The GenBankParser actually recreates it's whole parse tree _after each
entry_.  If you look at the code, after an entry is parsed, I call a
reset.  This is reset

	sub reset { $_[0] = new $_[0] }

So if I'm going to parse the LOCUS line, the FEATURES table and the CDS
fields from the FEATURES table, after each entry is parsed I recreate
(malloc, new, whatever) a new GenBankParser, LOCUS parser, FEATURES
parser, and a new FEATURES::CDS parser for each CDS field found.  In an
average genbank flat file of about 30000 entries with two CDS fields per
entry,  the GenBankParser will drop and recreate about 150000 parser
objects (not counting SV's at all).

My code use to look like this

	sub reset { foreach ( @{ $_[0] } ) { $_->reset } }

and each subparser had it's own reset feature.  By minimizing object
creation and destruction I found I could get a speed up of a few
milliseconds, maybe.  In other words, saving objects and reseting their
state had _no_ effect whatsoever on the speed of the parser.
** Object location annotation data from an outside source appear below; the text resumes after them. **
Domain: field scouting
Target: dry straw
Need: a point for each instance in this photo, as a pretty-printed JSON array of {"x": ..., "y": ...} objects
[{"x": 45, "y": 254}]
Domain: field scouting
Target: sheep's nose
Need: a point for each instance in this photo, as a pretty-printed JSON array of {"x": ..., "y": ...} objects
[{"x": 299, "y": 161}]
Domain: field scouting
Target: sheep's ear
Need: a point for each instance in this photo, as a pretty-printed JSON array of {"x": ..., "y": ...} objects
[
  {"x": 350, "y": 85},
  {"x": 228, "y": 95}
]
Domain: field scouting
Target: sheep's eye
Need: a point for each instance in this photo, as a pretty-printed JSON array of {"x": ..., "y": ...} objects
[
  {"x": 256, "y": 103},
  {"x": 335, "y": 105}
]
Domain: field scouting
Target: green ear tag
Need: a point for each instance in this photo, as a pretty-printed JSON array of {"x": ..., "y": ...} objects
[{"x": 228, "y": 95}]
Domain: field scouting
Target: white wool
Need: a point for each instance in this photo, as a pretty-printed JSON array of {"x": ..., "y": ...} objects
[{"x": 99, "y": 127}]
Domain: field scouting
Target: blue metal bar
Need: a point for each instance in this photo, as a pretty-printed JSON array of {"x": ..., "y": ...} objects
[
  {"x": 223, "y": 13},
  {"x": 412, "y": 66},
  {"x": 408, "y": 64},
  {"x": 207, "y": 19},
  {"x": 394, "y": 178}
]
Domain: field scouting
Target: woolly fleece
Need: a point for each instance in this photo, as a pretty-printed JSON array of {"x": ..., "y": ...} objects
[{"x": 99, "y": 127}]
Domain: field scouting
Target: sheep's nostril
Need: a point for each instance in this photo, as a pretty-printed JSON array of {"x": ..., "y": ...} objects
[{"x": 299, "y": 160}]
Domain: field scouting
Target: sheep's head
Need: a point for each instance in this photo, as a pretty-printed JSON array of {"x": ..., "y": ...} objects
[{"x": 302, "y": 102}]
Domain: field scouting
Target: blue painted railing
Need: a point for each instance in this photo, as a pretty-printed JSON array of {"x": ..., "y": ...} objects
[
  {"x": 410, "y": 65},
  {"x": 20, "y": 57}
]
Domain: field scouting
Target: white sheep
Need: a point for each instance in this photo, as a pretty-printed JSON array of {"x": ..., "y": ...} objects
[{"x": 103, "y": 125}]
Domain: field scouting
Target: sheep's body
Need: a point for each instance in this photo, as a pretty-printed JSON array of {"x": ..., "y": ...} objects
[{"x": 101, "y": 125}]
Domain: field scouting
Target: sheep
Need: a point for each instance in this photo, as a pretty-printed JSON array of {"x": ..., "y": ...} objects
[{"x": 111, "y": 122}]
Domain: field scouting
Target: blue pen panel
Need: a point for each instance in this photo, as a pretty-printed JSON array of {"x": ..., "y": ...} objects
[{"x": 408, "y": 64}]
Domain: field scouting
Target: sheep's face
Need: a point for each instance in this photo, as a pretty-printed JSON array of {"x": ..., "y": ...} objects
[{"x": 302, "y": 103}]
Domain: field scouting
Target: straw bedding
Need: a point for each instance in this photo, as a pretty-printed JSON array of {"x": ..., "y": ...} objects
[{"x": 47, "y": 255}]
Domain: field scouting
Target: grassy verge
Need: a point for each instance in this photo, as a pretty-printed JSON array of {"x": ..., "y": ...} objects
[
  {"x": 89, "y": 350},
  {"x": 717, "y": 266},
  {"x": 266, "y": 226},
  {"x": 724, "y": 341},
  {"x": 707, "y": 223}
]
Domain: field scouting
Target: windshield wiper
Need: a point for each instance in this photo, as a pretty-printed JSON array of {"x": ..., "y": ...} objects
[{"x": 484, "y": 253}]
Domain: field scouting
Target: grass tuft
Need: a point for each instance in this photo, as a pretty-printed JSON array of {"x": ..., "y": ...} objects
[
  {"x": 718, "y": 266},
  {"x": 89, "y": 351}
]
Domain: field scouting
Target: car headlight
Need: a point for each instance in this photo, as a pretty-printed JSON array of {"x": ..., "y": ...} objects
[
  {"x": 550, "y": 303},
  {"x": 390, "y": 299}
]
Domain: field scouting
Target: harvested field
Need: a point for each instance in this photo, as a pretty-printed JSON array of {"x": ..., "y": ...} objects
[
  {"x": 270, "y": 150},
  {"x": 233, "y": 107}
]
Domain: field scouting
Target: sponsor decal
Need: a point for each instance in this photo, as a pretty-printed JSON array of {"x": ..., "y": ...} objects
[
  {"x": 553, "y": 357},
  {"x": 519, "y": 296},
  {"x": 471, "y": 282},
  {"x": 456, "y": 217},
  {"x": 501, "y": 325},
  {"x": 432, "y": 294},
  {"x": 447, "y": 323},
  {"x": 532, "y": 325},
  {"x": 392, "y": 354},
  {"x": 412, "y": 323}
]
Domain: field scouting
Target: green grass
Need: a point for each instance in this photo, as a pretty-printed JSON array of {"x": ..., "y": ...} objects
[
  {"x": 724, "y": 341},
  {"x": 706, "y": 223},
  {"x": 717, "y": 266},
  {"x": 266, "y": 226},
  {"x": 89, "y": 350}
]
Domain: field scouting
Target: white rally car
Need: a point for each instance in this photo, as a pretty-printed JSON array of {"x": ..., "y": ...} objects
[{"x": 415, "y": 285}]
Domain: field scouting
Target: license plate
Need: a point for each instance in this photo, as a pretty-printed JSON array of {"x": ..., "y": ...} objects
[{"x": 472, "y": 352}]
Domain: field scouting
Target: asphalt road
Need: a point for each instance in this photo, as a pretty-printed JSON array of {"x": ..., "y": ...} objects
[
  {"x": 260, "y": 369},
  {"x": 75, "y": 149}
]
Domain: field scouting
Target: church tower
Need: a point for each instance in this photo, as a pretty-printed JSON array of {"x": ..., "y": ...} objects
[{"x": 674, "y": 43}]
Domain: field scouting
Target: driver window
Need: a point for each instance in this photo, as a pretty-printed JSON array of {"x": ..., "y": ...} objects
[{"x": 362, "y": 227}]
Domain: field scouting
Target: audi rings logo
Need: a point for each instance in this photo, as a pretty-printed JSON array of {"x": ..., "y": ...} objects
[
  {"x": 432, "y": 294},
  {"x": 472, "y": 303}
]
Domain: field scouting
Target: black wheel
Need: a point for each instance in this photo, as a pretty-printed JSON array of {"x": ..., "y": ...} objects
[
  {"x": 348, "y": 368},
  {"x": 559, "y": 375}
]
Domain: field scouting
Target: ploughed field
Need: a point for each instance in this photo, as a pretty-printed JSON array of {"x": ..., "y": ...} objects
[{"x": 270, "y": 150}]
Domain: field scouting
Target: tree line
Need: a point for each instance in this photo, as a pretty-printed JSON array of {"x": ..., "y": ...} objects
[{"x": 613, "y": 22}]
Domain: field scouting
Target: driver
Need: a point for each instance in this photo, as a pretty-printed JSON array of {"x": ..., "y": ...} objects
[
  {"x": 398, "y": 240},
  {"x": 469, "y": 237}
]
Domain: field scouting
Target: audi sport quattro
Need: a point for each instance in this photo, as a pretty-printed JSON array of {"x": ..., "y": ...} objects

It is, as Aaron stated, all function calls.  I don't make many.  Infact,
I wrote my code specifically for the perl compiler to optimize away
almost all function calls (thus the import's and BEGIN blocks and array
accesses).  That's where the speed came from, mostly.

	John Kloss. 

-----Original Message-----
From: bioperl-l-admin@bioperl.org [mailto:bioperl-l-admin@bioperl.org]
On Behalf Of Aaron J Mackey
Sent: Thursday, September 12, 2002 10:41 AM
To: Bioperl
Subject: RE: [Bioperl-l] GenBankParser comparison to bioperl parser



[ trimmed the reply-to lines a bit ... ]

On Thu, 12 Sep 2002, Hilmar Lapp wrote:

> I'm sure that some of the parsing logic can be substantially improved
> both in readability and speed, but honestly I'd be very surprised if
> even the ultimately best regexp combined with the ultimately best
> parsign logic can speed up the whole thing by a factor of more than
> 2-3 fold. It's the object tree construction that costs you the order
> of magnitude.

Yes (see pICalculator thread to see a little simple benchmarking on
SeqIO::fasta vs. pure-perl raw parsing - summary: 24 seconds vs. 0.5
seconds to read a 25000 sequence protein database).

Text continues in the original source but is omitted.